This was a few years ago. Dapper Dan is clearly saying he can hardly believe what he has to go through to get some supper.


----------



## Marsha Cassada

While waiting for the dentist, my sister took some pictures of Dapper Dan and me. With all his quirks, he is such a special horse.


----------



## Willow Flats

Such a wonderful picture Marsha! You look so pretty and you can just see the bond you have with this special guy.


----------



## Cayuse

Love this picture of you both, it sums up what having a horse is all about


----------



## Marsha Cassada

Dapper Dan checking for cookies...


----------



## betwys1

Marsha Cassada said:


> While waiting for the dentist, my sister took some pictures of Dapper Dan and me. With all his quirks, he is such a special horse. View attachment 42460



I remember quite clearly, cautioning someone about positioning her head over a horse's head. But that was then ~ when I owned a quarter horse so nervous that this would be highly inadvisable. But now I own a Morgan which is gentle, mild and amenable, and I know better.


----------



## Marsha Cassada

betwys1 said:


> I remember quite clearly, cautioning someone about positioning her head over a horse's head. But that was then ~ when I owned a quarter horse so nervous that this would be highly inadvisable. But now I own a Morgan which is gentle, mild and amenable, and I know better.


I think one has to know one's horse to understand what works and what doesn't.


----------



## Dragon Hill

Marsha Cassada said:


> I think one has to know one's horse to understand what works and what doesn't.



Very true. And I just wanted to say I love your new avatar picture =)


----------



## Marsha Cassada

We are planning a hike with some other horses today so I wanted to give an extra good grooming. I think it's good to brush thoroughly when I have to use so much OFF right now for mosquitos, too
. Dapper Dan was looking so gorgeous and he happened to be standing in such a handsome pose, that I reached for my phone to take his picture. By the time I got it out of my pocket and found the right button, Dapper Dan decided to casual it up. He is still a handsome guy, but I need better photography skills.


----------



## Abby P

I sympathize! Rowan will be looking all cute and then by the time I get myself together I end up with a picture of the inside of one nostril.

I love the tongue though, and he's still handsome.


----------



## Kelly

Dapper Dan is so stinkin cute!!


----------



## Marsha Cassada

We have a hitching post by the side porch.
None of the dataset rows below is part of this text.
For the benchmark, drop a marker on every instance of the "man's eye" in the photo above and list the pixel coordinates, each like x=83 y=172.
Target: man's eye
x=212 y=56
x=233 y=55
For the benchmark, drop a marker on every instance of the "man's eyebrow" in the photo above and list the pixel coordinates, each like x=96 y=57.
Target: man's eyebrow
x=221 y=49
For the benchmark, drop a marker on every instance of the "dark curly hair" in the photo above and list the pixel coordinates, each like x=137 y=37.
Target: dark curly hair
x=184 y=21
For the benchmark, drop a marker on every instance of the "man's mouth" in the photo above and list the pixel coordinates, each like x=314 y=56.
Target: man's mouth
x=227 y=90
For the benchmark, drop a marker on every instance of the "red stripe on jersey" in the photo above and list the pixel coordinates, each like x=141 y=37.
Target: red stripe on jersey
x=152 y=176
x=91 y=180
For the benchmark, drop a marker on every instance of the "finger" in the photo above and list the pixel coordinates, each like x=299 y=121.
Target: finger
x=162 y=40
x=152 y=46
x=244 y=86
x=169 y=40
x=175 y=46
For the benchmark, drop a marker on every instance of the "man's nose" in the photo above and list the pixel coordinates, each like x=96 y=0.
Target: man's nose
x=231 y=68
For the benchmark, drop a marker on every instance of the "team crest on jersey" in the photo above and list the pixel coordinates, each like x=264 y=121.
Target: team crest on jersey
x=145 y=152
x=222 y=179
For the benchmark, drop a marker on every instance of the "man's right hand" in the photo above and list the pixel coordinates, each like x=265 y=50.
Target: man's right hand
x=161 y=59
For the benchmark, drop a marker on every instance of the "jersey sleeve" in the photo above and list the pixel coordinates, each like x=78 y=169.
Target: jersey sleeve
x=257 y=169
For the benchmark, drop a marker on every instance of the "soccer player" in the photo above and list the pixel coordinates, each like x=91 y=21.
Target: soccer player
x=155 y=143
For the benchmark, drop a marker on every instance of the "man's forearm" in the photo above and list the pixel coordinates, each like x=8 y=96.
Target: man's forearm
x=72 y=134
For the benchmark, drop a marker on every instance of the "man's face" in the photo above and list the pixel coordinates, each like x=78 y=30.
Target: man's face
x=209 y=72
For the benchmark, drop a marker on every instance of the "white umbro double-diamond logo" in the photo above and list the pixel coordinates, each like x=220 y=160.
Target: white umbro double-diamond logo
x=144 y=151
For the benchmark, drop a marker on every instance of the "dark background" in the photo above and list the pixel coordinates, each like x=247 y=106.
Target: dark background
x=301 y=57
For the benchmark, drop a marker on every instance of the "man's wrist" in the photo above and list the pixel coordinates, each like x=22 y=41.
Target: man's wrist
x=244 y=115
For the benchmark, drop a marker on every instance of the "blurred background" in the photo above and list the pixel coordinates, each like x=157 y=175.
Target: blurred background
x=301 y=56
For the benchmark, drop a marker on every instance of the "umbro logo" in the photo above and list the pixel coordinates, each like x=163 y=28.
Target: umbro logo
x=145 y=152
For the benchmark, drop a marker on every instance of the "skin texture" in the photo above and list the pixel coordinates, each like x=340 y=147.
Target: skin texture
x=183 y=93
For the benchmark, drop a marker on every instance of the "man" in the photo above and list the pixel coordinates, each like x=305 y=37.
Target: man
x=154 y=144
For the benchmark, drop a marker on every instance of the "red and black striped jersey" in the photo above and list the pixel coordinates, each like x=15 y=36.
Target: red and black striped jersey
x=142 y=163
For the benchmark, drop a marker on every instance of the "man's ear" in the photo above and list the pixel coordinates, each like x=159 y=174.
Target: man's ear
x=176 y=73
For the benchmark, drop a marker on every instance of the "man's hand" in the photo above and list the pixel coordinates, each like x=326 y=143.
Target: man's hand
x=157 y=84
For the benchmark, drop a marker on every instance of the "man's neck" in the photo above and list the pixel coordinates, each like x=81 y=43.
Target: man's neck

It sure comes in handy.


----------



## Marsha Cassada

Midnight and her favorite toy, the empty water jug.


----------



## candycar

I put a few pebbles in mine and they love to shake it around. It sounds like "grain time" to them.


----------



## Kelly

I love that Marsha! Too cute!


----------



## Marsha Cassada

My husband took a video of Midnight doing some ground work. On the side pass, she is getting better at working sideways instead of forward. We are also working on her paying attention to my cue, instead of moving because she knows the drill. 
At the end, she was supposed to come By Me, but she enjoys the teeter so much she wanted to keep doing it. I should have walked more forward, away from the teeter, before asking the By Me. The wind was howling and it wasn't very pleasant outside. 
https://youtu.be/fa97raXJjEM


----------



## Dragon Hill

She's so pretty and she looks like she is so much fun to work with.


----------



## ServiceMini

It looks like both of you are having lots of fun!


----------



## HersheyMint

What a good girl! Good work , both of you.


----------



## Marsha Cassada

I know I need to move more slowly on the sidepass, but it was kind of exciting that she went sideways instead of forward, tripping over the post. She has the concept now; we need to work on paying attention to my cues instead of anticipating. She really enjoys learning things; I wish I were younger and more energetic for her.


----------



## Willow Flats

That's really good Marsha! You can probably have her pivot in the cart too now, if you haven't already.


----------



## Cayuse

She's so darn cute. I wish she and my Peanut could make a team. Similar type.


----------



## Kelly

WOW Marsha, that is IMPRESSIVE!!! Have you ever thought about doing the online horse agility? You guys would do AWESOME!!! Keep that camera rolling, I wanna see what y’all are gonna be up to next


----------



## MaryFlora

Marsha that is amazing! Trust us....you’re young enough and active enough! 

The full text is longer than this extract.